We are now at the fifth iteration of Government guidance for employers, which not only confirms that the Scheme will be extended to the end of June 2020, but also covers the following:
- Employers must confirm in writing to their employees that they have been furloughed, and that ‘if this is done in a way that is consistent with employment law’ then that will constitute valid consent for the purpose of the scheme. The guidance goes on to say that ‘the employee does not have to provide a written response’. This would be helpful clarification if it were not at odds with what it says in the Treasury Direction, published on 15 April. The Direction states that an employee can only be furloughed for the purpose of the Scheme if the employer and employee ‘have agreed in writing (which may be in an electronic form such as an email) that the employee will cease all work in relation to their employment’. In addition, generally confirmation of agreement is required to change an employment contract. So it remains unclear whether or not employees have to have specifically agreed in writing to being furloughed.
- New guidance on the issue of annual leave during furlough which confirms our view that employees will accrue annual leave while on furlough and that they can take their holiday during furlough. Employers will, however, have to top up holiday pay to employees’ usual holiday pay in accordance with the Working Time Regulations.

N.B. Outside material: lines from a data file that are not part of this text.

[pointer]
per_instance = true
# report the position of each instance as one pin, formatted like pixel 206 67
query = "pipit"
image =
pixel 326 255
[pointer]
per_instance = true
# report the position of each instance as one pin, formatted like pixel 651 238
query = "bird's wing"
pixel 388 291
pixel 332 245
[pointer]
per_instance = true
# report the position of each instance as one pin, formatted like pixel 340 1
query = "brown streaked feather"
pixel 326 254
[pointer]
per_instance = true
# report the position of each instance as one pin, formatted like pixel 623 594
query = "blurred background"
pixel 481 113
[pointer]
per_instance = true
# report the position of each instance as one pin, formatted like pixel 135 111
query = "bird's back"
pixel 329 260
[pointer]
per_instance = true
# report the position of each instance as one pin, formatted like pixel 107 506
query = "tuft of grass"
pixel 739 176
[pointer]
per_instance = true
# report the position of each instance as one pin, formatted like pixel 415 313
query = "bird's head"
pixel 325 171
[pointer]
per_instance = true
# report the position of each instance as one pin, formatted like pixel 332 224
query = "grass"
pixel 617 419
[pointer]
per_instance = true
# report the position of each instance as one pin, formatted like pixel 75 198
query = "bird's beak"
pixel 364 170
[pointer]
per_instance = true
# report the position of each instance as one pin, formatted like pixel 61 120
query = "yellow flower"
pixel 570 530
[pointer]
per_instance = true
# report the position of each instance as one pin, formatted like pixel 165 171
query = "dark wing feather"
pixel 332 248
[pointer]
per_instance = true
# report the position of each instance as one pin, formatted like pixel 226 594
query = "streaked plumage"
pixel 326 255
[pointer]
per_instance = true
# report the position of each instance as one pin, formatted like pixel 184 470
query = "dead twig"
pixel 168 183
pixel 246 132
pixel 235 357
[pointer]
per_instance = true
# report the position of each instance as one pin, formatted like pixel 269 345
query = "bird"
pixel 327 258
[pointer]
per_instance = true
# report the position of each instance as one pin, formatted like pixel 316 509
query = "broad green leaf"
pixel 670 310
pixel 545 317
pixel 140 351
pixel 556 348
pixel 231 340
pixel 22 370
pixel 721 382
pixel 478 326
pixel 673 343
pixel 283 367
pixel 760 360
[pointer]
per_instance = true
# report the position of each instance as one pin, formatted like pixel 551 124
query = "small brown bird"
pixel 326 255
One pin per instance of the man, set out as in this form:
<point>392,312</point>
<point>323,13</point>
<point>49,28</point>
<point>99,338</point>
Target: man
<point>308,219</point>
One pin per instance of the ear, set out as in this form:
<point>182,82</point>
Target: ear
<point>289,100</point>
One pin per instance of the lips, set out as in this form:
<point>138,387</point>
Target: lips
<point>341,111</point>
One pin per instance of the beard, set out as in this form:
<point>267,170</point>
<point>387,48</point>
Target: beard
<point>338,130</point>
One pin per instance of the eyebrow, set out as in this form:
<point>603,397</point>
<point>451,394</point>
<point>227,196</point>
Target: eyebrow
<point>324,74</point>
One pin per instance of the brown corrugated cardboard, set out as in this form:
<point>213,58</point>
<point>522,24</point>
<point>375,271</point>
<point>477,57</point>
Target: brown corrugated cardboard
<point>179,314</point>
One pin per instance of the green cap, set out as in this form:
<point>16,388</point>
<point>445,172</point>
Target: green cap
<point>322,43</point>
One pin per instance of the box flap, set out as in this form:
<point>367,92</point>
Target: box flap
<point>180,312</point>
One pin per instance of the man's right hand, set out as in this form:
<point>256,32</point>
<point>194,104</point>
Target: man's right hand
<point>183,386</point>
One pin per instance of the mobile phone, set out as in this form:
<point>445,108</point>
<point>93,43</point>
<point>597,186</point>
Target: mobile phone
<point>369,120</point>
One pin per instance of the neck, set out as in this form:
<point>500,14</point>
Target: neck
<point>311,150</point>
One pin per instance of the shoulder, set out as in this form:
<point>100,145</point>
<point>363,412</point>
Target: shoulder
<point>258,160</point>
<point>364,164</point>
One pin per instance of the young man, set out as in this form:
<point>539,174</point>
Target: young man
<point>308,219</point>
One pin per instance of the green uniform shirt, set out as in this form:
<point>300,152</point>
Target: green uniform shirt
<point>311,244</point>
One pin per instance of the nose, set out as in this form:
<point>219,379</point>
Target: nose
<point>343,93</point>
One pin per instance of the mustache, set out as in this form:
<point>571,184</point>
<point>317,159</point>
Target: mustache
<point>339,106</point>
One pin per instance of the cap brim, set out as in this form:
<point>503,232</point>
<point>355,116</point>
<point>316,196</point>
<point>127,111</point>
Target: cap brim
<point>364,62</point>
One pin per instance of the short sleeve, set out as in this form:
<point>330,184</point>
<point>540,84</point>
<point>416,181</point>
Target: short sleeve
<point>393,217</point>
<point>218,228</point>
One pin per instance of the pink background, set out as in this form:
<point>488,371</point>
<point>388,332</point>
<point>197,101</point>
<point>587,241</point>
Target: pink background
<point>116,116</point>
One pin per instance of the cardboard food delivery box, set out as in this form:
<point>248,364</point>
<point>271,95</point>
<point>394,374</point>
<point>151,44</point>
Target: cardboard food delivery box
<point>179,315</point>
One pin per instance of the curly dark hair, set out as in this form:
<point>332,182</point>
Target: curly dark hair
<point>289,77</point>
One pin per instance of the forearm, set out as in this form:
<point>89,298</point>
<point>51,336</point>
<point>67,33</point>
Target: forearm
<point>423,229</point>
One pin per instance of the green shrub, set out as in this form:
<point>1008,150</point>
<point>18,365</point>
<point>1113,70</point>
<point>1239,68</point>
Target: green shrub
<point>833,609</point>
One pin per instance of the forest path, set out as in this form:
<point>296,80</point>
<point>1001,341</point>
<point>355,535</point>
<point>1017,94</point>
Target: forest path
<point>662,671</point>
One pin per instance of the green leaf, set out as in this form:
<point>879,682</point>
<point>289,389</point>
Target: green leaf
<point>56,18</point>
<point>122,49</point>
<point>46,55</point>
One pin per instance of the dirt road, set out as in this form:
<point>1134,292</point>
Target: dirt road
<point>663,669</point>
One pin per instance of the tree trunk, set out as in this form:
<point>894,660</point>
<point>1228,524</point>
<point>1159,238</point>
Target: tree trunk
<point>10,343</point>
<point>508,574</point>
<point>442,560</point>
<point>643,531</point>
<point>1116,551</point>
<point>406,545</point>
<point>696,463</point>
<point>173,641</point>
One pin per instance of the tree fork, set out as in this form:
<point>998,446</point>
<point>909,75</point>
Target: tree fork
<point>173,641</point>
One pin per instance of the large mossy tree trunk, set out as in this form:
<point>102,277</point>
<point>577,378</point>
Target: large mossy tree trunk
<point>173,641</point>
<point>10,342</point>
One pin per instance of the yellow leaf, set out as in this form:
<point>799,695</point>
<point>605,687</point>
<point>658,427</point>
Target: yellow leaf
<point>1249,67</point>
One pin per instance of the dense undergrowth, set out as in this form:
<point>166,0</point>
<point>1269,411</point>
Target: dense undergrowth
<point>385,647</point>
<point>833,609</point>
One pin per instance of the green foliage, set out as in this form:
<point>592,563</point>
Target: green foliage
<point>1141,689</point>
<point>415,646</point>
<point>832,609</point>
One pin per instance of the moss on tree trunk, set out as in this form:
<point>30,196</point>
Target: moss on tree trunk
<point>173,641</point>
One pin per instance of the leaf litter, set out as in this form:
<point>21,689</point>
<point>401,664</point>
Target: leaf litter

There are also two new helpful guidance documents. One, is a ‘step by step’ guide which explains the information that employers need to provide to claim for their employees’ wages, with detailed examples. The other is a guide to calculating 80% of your employee’s wages, National Insurance Contributions and pension contributions if you have furloughed staff. This guidance covers which payments you should take into account when calculating 80% of your employees’ wages which is said to include regular wages, non-discretionary overtime, non-discretionary fees, non-discretionary commission payments and piece rate payments. It further explains which payments you cannot include namely payments made at your discretion where you were under no contractual obligation to pay, including tips, discretionary bonuses, discretionary commission payments, non-cash benefits and other non-monetary benefits like benefits in kind (such as a company car) and salary sacrifice schemes (including pension contributions) that reduce an employees’ taxable pay.
We are in the process of considering the implications of the latest guidance and amending our FAQs to include it.